By Eugene Gilligan, Contributing Editor
New Haven, Conn.–Residential leasing has begun at 360 State Street, a new, 32-story mixed-use tower located in downtown New Haven, Conn.
The development comprises 500 apartments atop 22,000 square feet of retail, which will house a grocery store and bicycle shop, and a four-level parking structure. It is located directly across from the State Street Metro North Station, and half-a-mile from the Union Station Metro North Station. The apartment also has a Zipcar sharing program in the parking garage, and outlets for plug-in cars.
The project is the first apartment building in the U.S. to gain Phase II approval for LEED Platinum for Neighborhood Development, according to Bruce Redman Becker, president of Becker +Becker, which is an architectural and development firm that also has an ownership stake in 360 State Street.
The apartments at 360 State Street are a mix of studio, one- and two-bedrooms, and three- bedroom penthouses. All feature open floor plans, Energy Star appliances, stone countertops, stainless steel appliances, and a full-sized washer and dryer. Oversized windows offer views of the city and Long Island Sound.
Potential renters in the area should be well aware of what a LEED certified building is, Becker says, as Yale University has two LEED platinum buildings on campus, as well as the university’s renowned School of Architecture.
Some cutting edge green technologies will also be introduced at 360 State Street, Becker says. For instance, water submeters, if they do not detect water usage in an apartment in a 24 hour period, will set back the thermostat in that apartment.
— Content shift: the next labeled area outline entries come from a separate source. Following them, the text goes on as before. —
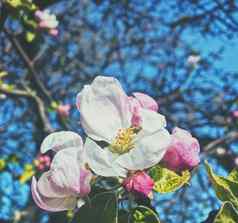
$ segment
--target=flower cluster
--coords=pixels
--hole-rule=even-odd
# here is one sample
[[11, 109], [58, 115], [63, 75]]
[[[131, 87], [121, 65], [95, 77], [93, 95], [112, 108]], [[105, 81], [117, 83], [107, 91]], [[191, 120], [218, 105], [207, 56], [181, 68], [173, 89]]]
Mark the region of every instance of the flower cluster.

An on-site 400-kilowatt fuel cell will provide clean, renewable power.
Other green features include: a half-acre, irrigated green roof; bike storage; recovery of waste heat; high-efficiency lighting and occupancy sensors; elevators that recapture their own energy; low-flow water fixtures; low-VOC paint; carpet made from recycled fibers; high-performance insulated windows; and a recycling room on each floor.
Transit-oriented development should be welcomed with open arms in Connecticut, Becker says. “The state is losing residents, because there is so much congestion on the roads,” he says.
Tenants will begin occupying apartments in August.